Hi to all who continue to follow! Although it has been a busy 6 months for me, I’m happy to announce that I will now have more time to dedicate to this blog.  After 2 years of constant classes and homework assignments, I have recently completed my Bachelor’s degree.  It’s long over due, but I now hold a BS in Healthcare Administration.  This would have never been possible without the love and continuous support of my husband and children.  Working full-time, being a mom and going to school can be challenging, but if I can do it, anyone can!  I highly recommend online learning as a way to complete any degree program to advance your education.

I went to New England College, which has a traditional campus in Henniker, New Hampshire.  This allowed me to actually walk across the stage at graduation.  It was an experience that I will never forget and an experience that I’m glad my daughter was able to witness.  At 12 years old, she is very impressionable and I want her to understand how a college education can be – and I selfishly want her to be proud of me.

Screenshot_2015-05-16-19-35-41_resizedFor more inforamtion about online degree completion, visit http://www.universityalliance.com/

Of course, while all of this was happening, I continued to be a Survivor’s Wife.  My husband had a second spinal laminectomy as a result of chemotherapy-related vertebrae compression.  We have now been told that he will be permanently disabled and will never return to work.  This has definitely been a blow to his ego, as he has always done his part to financially support our family.  Until this final determination, a part of him had held onto the hope that some day our life would return to normal.  Well, it may not be our old normal, but, as survivors, we know that this will become our new normal.  To be honest, I’m a little bit jealous.  He will get to continue to stay home with our children while I am at work, something I have never had the opportunity to do.  This is just another change in a constantly evolving life.
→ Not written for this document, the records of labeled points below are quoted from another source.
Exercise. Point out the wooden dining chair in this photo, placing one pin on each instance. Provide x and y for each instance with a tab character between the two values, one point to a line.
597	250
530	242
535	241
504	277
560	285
Until next time, I hope you all are well.

Welcome to my life

I am a survivor’s wife.  In 2011, we were leading the storybook life.  We had just purchased our first home and I was pregnant with our second child.  We had finally achieved the American Dream.  Then, coincidentally, on October 14th, our lives changed in an instant.  The love of my life was diagnosed with stage 4A Non-Hodgkin’s Lymphoma.  My first thought was “I’m going to be a single mom”.  Then I realized that this was my time to be the strong one…the caregiver…the rock.  My family needed me more than ever and I would not let them down. Seven Chemotherapy and thirteen radiation treatments later and my husband was in remission – and not a moment too soon.  Our son was born 4 days later.

I honestly believed that our life would go back to the way it was BC – before cancer.  I could not have been more wrong.  The husband I have now is not the husband I had three years ago.  He is the survivor I love and I am a survivor’s wife.  Welcome to my journey.